# Crushing $40,000 GOLD BAR with Big Hydraulic Press!



## jimdoc (Nov 27, 2016)

https://www.youtube.com/watch?v=RcxBfdyF7YY


----------



## SFL (Nov 27, 2016)

WOW :shock: 
Begs the question though- why?


----------



## Tndavid (Nov 27, 2016)

That's insane. No matter how much it's crushed, it's still beautiful...


----------



## Lou (Nov 28, 2016)

It's *only* a few hundred dollar experiment. :shock: 

Why? Because people like smashing things in hydraulic presses.

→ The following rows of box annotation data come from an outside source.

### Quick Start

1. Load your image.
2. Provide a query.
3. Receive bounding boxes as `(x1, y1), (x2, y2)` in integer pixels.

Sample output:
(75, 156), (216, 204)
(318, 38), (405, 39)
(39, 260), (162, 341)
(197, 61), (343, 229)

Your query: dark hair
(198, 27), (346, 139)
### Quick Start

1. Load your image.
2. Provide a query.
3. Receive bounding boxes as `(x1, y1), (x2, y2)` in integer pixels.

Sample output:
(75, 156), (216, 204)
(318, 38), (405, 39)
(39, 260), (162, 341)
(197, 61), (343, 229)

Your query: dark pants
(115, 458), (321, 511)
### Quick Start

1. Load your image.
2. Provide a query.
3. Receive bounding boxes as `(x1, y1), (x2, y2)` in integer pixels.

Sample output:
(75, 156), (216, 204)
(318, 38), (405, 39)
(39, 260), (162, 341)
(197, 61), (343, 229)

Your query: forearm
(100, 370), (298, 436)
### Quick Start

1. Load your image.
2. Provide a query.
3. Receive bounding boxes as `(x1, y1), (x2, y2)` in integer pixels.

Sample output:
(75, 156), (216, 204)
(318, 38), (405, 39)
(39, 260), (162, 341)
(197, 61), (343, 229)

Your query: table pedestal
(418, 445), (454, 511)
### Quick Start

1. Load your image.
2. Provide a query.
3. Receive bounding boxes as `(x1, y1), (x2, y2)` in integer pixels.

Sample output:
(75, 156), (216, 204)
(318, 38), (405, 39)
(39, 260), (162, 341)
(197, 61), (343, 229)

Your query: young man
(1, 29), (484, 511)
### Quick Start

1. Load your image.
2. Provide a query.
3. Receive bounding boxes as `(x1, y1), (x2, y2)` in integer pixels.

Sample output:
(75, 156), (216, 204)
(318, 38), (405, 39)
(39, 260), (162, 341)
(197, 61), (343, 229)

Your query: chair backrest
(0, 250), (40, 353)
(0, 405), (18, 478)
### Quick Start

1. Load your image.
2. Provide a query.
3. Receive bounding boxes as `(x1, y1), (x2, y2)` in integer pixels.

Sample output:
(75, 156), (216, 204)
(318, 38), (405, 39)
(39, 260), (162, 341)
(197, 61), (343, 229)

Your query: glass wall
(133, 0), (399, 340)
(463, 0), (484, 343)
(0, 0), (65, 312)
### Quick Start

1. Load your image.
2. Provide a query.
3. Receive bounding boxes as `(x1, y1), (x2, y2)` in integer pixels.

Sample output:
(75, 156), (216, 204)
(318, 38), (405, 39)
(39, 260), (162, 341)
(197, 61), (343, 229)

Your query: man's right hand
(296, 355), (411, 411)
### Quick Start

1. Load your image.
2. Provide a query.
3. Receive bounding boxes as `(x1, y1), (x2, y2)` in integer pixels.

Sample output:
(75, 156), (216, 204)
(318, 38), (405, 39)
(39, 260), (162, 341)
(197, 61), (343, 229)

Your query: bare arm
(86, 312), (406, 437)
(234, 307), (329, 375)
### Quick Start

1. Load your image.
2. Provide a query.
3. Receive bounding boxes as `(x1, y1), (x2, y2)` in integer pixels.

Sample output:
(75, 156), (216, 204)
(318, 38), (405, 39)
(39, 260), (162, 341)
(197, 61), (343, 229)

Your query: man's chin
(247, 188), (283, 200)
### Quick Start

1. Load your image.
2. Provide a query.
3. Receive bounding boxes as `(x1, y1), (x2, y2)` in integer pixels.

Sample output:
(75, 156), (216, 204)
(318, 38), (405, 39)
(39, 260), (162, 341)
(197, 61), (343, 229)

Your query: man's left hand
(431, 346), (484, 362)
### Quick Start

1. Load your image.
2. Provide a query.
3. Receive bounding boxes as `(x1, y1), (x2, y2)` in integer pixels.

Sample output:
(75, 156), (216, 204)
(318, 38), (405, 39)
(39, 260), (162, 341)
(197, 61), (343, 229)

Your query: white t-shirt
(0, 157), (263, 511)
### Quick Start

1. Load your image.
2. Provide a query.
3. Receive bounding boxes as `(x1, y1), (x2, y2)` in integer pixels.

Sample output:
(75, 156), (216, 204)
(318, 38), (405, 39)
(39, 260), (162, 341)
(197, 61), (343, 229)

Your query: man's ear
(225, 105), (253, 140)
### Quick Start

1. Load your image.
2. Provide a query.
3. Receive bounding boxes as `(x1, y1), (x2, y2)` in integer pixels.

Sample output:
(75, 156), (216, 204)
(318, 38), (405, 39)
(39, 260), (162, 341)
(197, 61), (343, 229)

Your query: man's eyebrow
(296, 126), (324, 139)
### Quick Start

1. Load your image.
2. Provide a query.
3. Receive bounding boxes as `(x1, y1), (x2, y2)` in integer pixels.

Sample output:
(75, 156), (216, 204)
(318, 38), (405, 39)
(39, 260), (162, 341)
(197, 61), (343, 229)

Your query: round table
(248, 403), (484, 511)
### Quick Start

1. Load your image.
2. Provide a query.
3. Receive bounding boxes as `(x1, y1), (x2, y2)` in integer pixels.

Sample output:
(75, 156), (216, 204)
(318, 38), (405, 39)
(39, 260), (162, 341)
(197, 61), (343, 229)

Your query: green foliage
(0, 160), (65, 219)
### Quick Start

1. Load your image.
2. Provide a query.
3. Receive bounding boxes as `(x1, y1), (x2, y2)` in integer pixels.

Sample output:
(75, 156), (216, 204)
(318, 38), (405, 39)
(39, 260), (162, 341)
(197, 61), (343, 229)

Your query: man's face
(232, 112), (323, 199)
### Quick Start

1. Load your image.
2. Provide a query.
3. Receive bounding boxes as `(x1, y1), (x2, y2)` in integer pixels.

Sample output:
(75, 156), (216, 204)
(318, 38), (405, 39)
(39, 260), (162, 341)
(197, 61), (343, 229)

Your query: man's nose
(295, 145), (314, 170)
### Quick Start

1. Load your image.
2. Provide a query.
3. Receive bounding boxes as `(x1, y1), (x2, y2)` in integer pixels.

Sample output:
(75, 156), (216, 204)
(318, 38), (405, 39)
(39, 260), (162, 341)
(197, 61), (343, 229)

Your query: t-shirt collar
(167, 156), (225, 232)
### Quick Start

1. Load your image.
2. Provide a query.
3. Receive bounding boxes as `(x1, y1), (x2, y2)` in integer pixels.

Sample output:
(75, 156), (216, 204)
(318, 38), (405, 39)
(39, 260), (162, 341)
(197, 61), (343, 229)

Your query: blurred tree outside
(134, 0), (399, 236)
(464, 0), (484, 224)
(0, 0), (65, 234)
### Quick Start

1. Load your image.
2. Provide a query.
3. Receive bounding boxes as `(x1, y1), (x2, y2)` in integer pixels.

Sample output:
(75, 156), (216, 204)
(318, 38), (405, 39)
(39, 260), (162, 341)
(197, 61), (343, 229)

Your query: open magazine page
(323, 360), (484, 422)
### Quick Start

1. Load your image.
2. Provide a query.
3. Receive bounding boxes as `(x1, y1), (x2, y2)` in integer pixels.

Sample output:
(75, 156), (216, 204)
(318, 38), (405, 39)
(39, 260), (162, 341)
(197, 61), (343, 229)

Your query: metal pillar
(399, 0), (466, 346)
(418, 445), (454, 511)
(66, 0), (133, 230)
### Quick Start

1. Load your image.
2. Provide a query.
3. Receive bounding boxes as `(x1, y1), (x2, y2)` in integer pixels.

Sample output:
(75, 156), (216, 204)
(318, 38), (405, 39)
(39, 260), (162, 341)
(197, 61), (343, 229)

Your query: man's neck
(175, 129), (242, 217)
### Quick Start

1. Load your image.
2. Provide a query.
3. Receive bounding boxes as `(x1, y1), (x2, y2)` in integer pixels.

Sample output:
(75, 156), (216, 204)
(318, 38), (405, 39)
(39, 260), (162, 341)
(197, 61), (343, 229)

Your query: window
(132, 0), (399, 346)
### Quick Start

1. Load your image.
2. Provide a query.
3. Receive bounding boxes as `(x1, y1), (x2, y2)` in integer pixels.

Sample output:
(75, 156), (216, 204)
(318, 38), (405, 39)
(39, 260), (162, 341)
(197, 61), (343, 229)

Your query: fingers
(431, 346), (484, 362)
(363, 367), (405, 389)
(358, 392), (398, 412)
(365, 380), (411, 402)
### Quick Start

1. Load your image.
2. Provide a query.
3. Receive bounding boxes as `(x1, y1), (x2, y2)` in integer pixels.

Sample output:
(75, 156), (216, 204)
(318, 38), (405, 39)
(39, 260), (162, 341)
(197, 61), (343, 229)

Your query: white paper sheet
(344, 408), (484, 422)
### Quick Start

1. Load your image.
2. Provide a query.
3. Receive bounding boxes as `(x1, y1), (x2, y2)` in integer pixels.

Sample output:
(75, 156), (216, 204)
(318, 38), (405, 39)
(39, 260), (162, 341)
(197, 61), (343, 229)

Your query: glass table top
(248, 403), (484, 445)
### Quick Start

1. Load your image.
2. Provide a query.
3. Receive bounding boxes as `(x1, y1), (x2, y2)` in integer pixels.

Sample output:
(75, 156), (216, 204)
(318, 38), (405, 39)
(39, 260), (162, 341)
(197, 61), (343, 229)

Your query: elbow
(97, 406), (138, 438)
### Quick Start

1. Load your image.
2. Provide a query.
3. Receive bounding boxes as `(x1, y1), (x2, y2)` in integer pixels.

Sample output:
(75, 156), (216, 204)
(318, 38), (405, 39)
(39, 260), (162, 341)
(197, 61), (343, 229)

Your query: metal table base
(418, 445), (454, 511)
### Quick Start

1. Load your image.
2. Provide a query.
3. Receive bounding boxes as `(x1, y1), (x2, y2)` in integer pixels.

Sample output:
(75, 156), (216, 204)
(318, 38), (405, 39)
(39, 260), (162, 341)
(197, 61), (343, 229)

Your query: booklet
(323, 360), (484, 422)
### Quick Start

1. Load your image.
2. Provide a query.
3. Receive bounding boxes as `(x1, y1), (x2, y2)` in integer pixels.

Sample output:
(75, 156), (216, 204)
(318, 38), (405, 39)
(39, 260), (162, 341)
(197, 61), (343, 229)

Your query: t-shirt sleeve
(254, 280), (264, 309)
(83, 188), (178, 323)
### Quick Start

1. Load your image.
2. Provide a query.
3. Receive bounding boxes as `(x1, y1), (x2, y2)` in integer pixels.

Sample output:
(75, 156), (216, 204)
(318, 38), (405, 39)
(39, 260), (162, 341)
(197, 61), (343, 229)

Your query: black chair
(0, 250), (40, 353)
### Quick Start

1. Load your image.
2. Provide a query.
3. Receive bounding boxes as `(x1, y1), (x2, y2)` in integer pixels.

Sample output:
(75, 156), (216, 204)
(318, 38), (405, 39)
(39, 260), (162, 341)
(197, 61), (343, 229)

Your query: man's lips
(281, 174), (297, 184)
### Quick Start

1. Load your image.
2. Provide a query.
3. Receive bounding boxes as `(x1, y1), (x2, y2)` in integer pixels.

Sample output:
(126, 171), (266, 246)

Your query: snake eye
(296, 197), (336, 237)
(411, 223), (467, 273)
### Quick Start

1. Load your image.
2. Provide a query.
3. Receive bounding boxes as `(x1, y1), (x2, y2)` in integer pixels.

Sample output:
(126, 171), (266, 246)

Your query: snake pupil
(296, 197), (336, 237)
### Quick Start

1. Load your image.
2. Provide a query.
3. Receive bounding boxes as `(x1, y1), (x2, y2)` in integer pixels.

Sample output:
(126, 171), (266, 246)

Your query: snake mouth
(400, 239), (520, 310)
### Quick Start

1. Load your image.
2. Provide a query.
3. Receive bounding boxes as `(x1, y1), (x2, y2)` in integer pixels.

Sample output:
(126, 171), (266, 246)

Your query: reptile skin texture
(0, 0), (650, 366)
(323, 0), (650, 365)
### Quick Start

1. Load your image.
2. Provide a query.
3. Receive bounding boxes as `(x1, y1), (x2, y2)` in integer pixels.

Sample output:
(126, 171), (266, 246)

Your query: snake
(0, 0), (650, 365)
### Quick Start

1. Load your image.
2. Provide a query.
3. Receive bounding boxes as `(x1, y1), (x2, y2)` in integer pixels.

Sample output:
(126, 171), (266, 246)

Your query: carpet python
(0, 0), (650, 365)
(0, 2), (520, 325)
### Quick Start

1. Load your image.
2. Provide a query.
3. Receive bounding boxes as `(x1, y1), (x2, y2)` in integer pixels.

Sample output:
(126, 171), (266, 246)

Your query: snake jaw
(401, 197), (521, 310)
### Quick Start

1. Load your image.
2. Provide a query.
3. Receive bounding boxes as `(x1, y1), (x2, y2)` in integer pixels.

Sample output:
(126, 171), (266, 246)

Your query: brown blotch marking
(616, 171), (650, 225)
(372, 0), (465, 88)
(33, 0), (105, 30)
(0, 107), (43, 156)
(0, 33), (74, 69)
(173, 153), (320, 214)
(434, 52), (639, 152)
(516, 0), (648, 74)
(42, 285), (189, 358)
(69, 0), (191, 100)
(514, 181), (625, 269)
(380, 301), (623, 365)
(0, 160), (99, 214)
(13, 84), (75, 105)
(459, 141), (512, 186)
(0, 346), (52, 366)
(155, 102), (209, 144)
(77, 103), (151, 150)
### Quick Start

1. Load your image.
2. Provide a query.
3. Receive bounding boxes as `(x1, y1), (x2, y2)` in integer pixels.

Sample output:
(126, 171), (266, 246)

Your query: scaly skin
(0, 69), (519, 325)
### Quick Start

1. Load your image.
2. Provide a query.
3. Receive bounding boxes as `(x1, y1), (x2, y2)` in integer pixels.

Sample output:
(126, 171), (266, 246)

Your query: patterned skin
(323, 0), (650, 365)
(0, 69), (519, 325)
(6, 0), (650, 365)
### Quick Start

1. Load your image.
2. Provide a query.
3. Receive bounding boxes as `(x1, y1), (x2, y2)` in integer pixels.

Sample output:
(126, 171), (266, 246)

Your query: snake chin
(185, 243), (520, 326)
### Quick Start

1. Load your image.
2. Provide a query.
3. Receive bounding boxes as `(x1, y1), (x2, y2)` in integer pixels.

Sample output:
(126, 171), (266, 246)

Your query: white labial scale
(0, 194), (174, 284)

I'd rather see the hydraulic shear channel


----------



## Tndavid (Nov 28, 2016)

That would be cool Lou. Yea yall just nip me off a little corner.


----------



## 234firefighter (Dec 6, 2016)

I found this interesting video on youtube crushing a gold bar with a hydraulic press. I thought I would share it.
https://www.youtube.com/watch?v=RcxBfdyF7YY


----------



## jimdoc (Dec 6, 2016)

http://goldrefiningforum.com/phpBB3/viewtopic.php?f=67&t=24852


----------



## FrugalRefiner (Dec 6, 2016)

I've merged the two threads.

Dave


----------



## 234firefighter (Dec 6, 2016)

FrugalRefiner said:


> I've merged the two threads.
> 
> Dave




Sorry I didn't know someone already posted it.


----------